Paper No. 6-2
Presentation Time: 8:00 AM-12:00 PM
MULTIPLE FORMS OF BIOIMMURATION IN A CORAL-CRINOID-BRYOZOAN ASSOCIATION FROM THE MIDDLE DEVONIAN ONONDAGA FORMATION OF SOUTHERN ONTARIO
Large, flat-topped favositid tabulate corals are common in biostromal lithofacies of the Middle Devonian Edgecliff Member of the Onondaga Formation near Port Colborne, southernmost Ontario. One such tabulate colony, collected from dark brown, crinoid-rich, mud matrix, is described herein because of several noteworthy paleontological features preserved via overgrowth by the coral.

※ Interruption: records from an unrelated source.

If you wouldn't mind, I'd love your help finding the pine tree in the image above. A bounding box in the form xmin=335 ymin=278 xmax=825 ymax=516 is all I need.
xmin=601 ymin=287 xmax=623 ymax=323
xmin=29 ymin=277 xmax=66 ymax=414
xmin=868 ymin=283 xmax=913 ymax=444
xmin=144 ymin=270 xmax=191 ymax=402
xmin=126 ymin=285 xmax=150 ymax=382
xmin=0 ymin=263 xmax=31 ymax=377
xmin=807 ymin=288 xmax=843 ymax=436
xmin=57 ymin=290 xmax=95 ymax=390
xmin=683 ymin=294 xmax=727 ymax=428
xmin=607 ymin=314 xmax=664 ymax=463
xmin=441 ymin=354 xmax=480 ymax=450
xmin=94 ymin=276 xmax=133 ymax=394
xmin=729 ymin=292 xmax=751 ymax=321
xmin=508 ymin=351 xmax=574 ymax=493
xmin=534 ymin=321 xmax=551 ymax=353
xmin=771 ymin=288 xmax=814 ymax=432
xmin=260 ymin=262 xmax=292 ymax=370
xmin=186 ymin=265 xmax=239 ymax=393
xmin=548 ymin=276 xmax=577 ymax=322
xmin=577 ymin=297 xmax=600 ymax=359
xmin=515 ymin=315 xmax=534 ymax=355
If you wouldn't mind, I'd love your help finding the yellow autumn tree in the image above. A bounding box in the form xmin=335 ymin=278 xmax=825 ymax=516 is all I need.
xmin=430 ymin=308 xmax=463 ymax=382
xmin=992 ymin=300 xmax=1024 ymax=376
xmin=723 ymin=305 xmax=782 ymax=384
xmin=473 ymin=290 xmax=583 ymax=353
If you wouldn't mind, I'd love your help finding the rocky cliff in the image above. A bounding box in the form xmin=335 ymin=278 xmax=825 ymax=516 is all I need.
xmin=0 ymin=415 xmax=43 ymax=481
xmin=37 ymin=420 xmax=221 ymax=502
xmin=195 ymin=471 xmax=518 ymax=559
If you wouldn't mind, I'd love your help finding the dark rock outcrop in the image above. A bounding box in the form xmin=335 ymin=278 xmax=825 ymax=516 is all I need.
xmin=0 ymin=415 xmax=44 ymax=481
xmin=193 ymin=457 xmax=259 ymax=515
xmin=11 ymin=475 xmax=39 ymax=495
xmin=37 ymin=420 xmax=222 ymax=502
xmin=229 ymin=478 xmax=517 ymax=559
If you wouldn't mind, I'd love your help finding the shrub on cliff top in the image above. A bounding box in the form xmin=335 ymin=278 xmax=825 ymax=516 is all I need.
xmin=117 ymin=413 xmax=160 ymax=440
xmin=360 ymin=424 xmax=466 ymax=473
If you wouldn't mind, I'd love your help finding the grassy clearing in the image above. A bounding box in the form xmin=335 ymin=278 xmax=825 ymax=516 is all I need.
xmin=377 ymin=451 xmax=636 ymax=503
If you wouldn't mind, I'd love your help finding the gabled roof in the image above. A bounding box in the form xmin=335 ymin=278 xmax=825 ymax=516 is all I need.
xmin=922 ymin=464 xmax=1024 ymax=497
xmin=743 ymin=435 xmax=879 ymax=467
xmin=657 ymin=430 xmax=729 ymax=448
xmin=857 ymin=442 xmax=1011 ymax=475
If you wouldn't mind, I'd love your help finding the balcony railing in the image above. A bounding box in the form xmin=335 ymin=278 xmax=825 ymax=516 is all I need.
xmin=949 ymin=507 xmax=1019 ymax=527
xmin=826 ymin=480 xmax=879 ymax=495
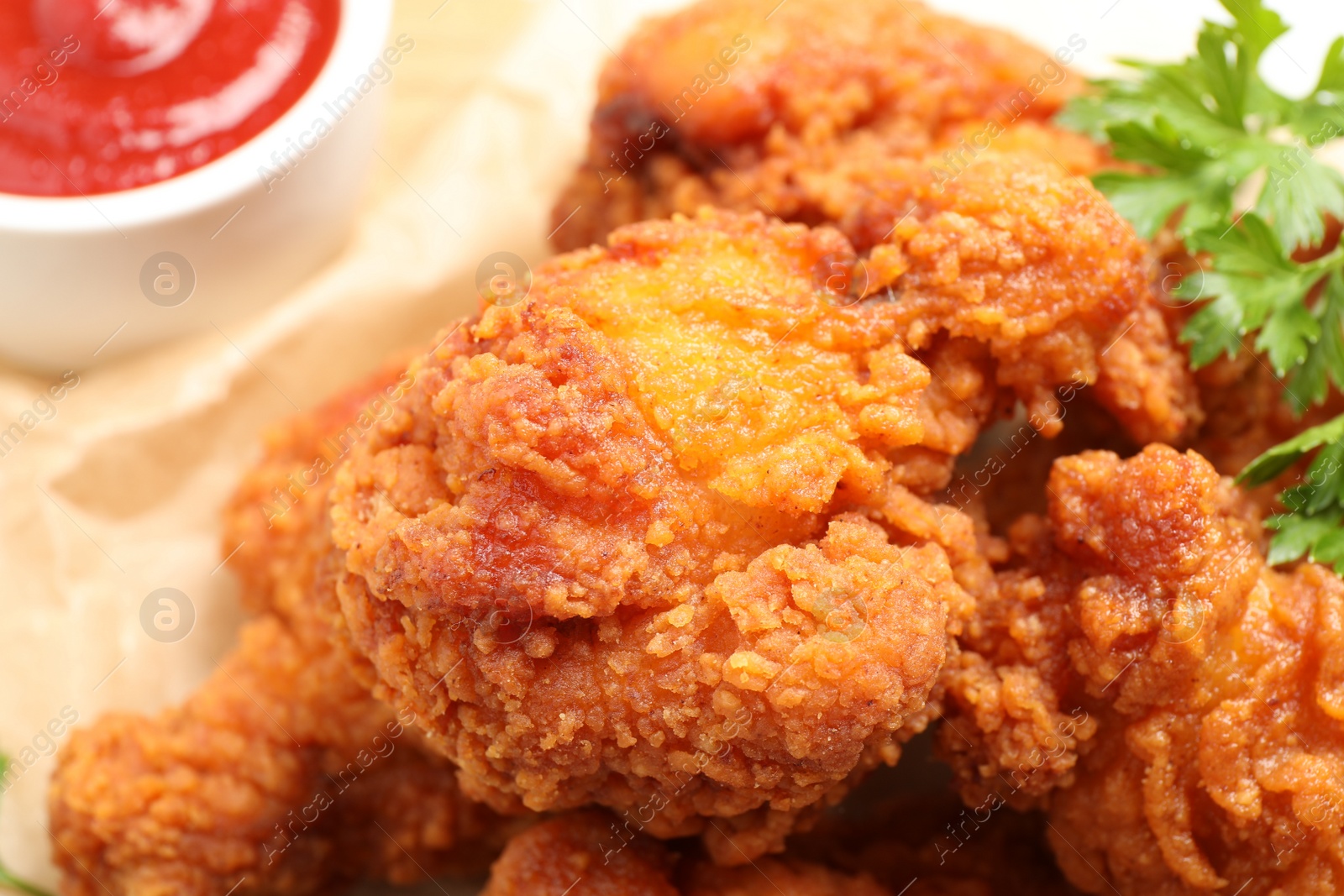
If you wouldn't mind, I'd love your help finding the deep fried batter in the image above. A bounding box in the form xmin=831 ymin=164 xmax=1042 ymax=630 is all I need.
xmin=50 ymin=375 xmax=507 ymax=896
xmin=555 ymin=0 xmax=1097 ymax=249
xmin=481 ymin=811 xmax=890 ymax=896
xmin=323 ymin=212 xmax=974 ymax=862
xmin=554 ymin=0 xmax=1200 ymax=453
xmin=941 ymin=446 xmax=1344 ymax=896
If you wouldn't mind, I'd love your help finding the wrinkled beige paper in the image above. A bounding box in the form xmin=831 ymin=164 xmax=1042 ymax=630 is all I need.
xmin=0 ymin=0 xmax=1344 ymax=892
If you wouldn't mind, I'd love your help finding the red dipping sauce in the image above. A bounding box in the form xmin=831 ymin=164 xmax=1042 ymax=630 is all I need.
xmin=0 ymin=0 xmax=340 ymax=196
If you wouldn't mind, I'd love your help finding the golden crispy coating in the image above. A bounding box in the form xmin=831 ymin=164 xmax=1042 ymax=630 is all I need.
xmin=50 ymin=374 xmax=507 ymax=896
xmin=50 ymin=616 xmax=492 ymax=896
xmin=481 ymin=811 xmax=889 ymax=896
xmin=555 ymin=0 xmax=1200 ymax=448
xmin=332 ymin=213 xmax=976 ymax=862
xmin=942 ymin=446 xmax=1344 ymax=896
xmin=555 ymin=0 xmax=1095 ymax=249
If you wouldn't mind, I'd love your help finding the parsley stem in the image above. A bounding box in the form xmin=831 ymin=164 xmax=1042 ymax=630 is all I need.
xmin=0 ymin=864 xmax=51 ymax=896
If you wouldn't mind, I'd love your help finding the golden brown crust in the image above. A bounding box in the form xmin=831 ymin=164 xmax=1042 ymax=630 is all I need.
xmin=481 ymin=811 xmax=889 ymax=896
xmin=50 ymin=379 xmax=508 ymax=896
xmin=332 ymin=213 xmax=966 ymax=861
xmin=555 ymin=0 xmax=1201 ymax=448
xmin=50 ymin=616 xmax=505 ymax=896
xmin=941 ymin=446 xmax=1344 ymax=894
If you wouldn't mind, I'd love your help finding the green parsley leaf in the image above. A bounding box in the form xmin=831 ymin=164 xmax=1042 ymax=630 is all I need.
xmin=1058 ymin=0 xmax=1344 ymax=574
xmin=1236 ymin=417 xmax=1344 ymax=486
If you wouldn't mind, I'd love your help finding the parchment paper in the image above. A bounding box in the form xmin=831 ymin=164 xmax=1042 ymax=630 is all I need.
xmin=0 ymin=0 xmax=1344 ymax=892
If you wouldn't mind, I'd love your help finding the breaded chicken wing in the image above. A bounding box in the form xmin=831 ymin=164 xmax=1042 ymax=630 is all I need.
xmin=941 ymin=446 xmax=1344 ymax=896
xmin=555 ymin=0 xmax=1200 ymax=453
xmin=50 ymin=375 xmax=508 ymax=896
xmin=481 ymin=811 xmax=890 ymax=896
xmin=331 ymin=212 xmax=974 ymax=862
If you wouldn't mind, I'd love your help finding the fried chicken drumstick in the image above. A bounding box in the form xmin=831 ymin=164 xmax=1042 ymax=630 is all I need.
xmin=50 ymin=375 xmax=508 ymax=896
xmin=939 ymin=446 xmax=1344 ymax=896
xmin=554 ymin=0 xmax=1200 ymax=454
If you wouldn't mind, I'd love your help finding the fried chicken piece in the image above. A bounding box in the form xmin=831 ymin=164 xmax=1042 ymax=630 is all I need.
xmin=481 ymin=811 xmax=890 ymax=896
xmin=50 ymin=375 xmax=509 ymax=896
xmin=941 ymin=446 xmax=1344 ymax=896
xmin=555 ymin=0 xmax=1200 ymax=448
xmin=323 ymin=212 xmax=976 ymax=862
xmin=555 ymin=0 xmax=1097 ymax=249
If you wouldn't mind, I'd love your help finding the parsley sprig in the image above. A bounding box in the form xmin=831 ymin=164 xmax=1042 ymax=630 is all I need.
xmin=0 ymin=752 xmax=51 ymax=896
xmin=1059 ymin=0 xmax=1344 ymax=572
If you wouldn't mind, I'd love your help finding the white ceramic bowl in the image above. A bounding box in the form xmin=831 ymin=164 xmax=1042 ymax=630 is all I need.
xmin=0 ymin=0 xmax=396 ymax=374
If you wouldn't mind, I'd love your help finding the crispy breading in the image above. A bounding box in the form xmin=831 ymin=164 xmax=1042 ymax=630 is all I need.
xmin=481 ymin=811 xmax=890 ymax=896
xmin=555 ymin=0 xmax=1095 ymax=249
xmin=941 ymin=446 xmax=1344 ymax=896
xmin=50 ymin=616 xmax=505 ymax=896
xmin=554 ymin=0 xmax=1201 ymax=448
xmin=50 ymin=381 xmax=516 ymax=896
xmin=332 ymin=212 xmax=974 ymax=862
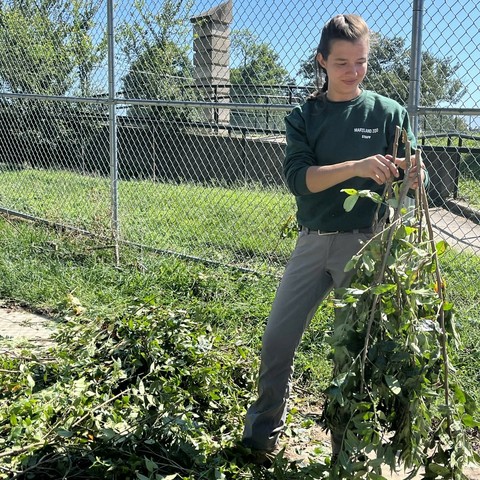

The initial substratum colonized and subsequently overgrown by the favositid is a large solitary rugose coral; several other macrofossils—including other solitary rugosans, a platyceratid gastropod, and three relatively long portions of large-diameter (probably camerate) crinoid columns—were encrusted and incorporated into the base of the coral as it grew outward. The crinoid columns, which likely represent portions of robust, recumbent dististelar attachment structures, are otherwise known almost entirely from isolated columnals at the collection locality and similar high-energy biostromal lithofacies in the Edgecliff Member elsewhere. One of the crinoid columns is encrusted by a laminar stenolaemate bryozoan containing several examples of the parasitic bioclaustration structure Catellocaula. Hence, the composite coral-crinoid-bryozoan association contains two forms of bioimmuration: preservation of the relatively intact crinoid columns via overgrowth (i.e., substratum bioimmuration) and preservation of the outline of the Catellocaula-forming organism, potentially an ascidian tunicate, via embedment in the bryozoan skeleton (i.e., bioclaustration). This specimen therefore represents an example of how bioimmuration by colonial organisms can improve the preservational quality of well-mineralized multi-element macrofossils in high-energy settings as well as foster moldic preservation of soft-bodied organisms.